This is something of a revolutionary principle in an America-dominated business world where most Americans assume prospective partners must think, act, behave, and motivate themselves like Americans if they are to "fit in".
Culls managers are what this book seeks to nip the bud. It is revelatory how the authors-perhaps unwittingly even to each other-try to reach the naive hero before he heads out lance in hand, and to convince him to take a second look at what he is doing. The authors provide our would-be hero-Peter-with nothing less than an entirely new myth to go by. Peter accepts his new assignment confident that he pretty much knows all he needs to know (the lance). But soon he makes a misstep here, a blunder there, here and there and everywhere a misunderstanding or two, till he's all but squandered every opportunity he had.
Luckily, the authors of Success for the New Global Manager endow Peter with a willingness to adapt to others' needs. The Modern Hero Myth of Peter is that he realizes he has much to learn, and earnestly sets about improving himself through discerning and providing for others' needs. The Hero is made by modesty, not swordsmanship. The values of compassion suggested in Success for the New Global Manager are far closer to the Bhagavad Gita and Confucianism than it is to any legend floated to sea from the shores of Greece. One wishes that many more books with these authors' set of assumptions could address the conduct of business itself instead of management alone.
All this not to say that upon reading this book a sunshaft of benignity will shine upon the world of business. The authors set forth their epistemological message in managerial terms. For them, Peter needs four "pivotal capabilities"-international business knowledge, cultural adaptability, perspective-taking, and ability to play the role of innovator. Most of the book is devoted to acquiring these. However, they are not mere qualities one can study, pass an exam upon, and sage forth unto success; they are not ends in themselves. These four capabilities represent an attitude shift which is the psychological equivalent of a paradigm shift. Adapting to others' reality requires both motivation, specialized knowledge, and a particular set of skills.
Books-like this one-that address globalization in cultural rather than entrepreneurial terms are much needed today. Had the upper-mid managers of garment manufacturers like Nike known some of the basic tools described in this book, perhaps the fiascos related to Indonesian labor exploitation would not have occurred. For one, they would have been forewarned of the pitfalls of delegating management to third party organizations without also exercising strong oversight, in the manner many Western clothing manufacturers did with Korean subcontractors whose management style was ... well ... less than optimal.
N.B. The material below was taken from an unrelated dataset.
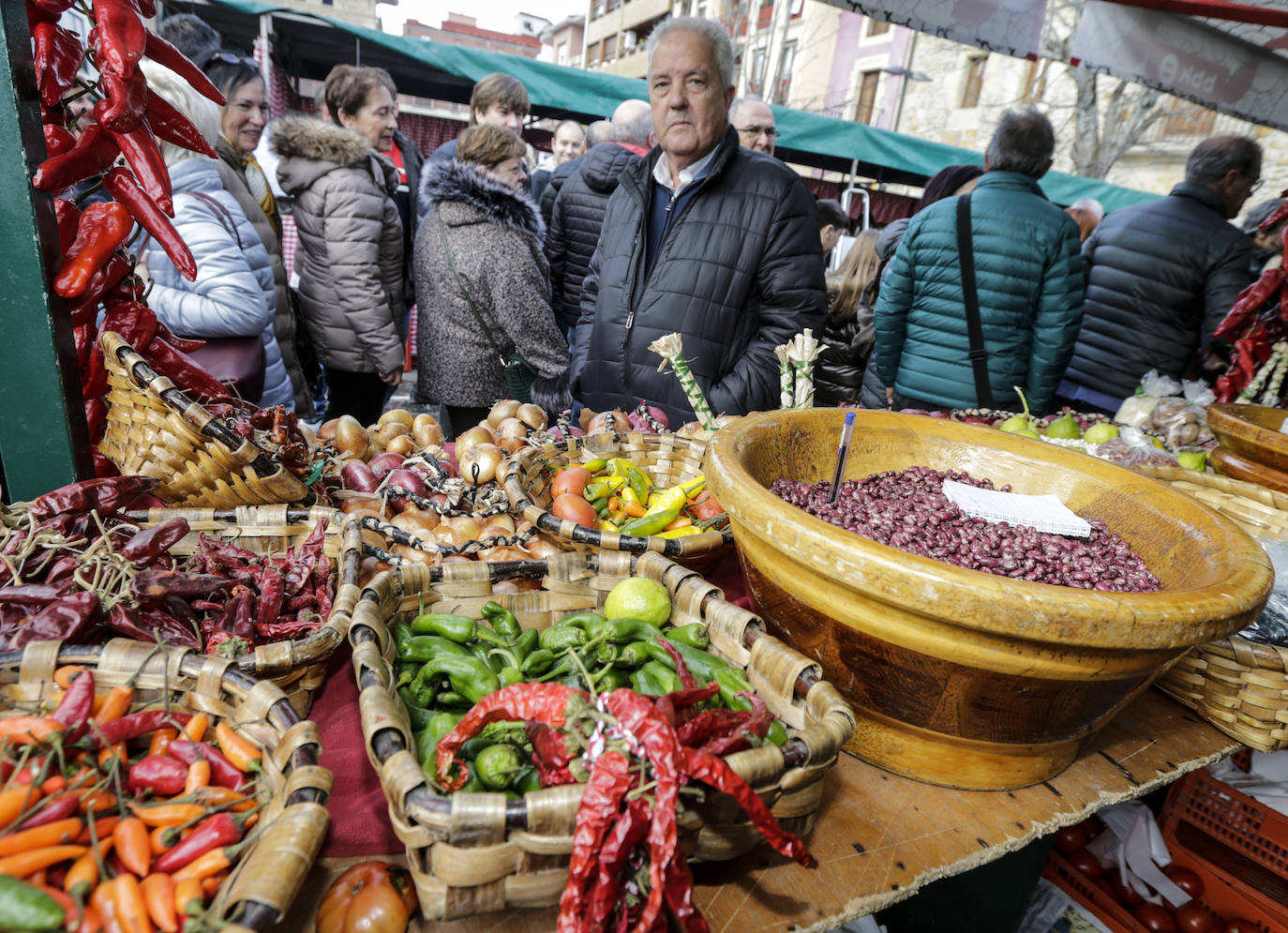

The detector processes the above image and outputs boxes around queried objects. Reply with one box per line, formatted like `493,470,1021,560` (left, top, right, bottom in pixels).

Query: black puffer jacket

But there is a bigger fish to fry than inept sports shoe manufacturers. It is that globalization is driven largely by American interests, whose managers view business in aggressive entrepreneurial terms and are largely unaware that a great many people value other ways of conducting business. In the Malay countries of Southwest Asia there is a mentality called gotong-royong ("everybody doing their part" or "we all pitch in") which can be described as task-directed consensus management. Shear away the patriarchal overlay imposed by ancient religions and Asia's much-lauded family-focused social system is really nothing but gotong-royong.
Success for the New Global Manager is an octagonal red sign. It reads, "Stop! There is danger ahead." There is nothing quite so scary as being ignorant of being ignorant. The cultural ignorance that this book addresses really should have been addressed way back in the early semesters of business school (and for that matter, as far back as secondary school). Why does a book like this one have to offer advice such as that on page 120, on which they counsel that if you are going to live in a country, you should listen to its music, read its literature and business books, and learn about the food.
The world knows a lot more about the U.S. than the U.S. knows about the world. A scary thought this book seeks to redress.
Having been an expatriate several years ago, I reflected on my experience in a new way as a result of reading this book.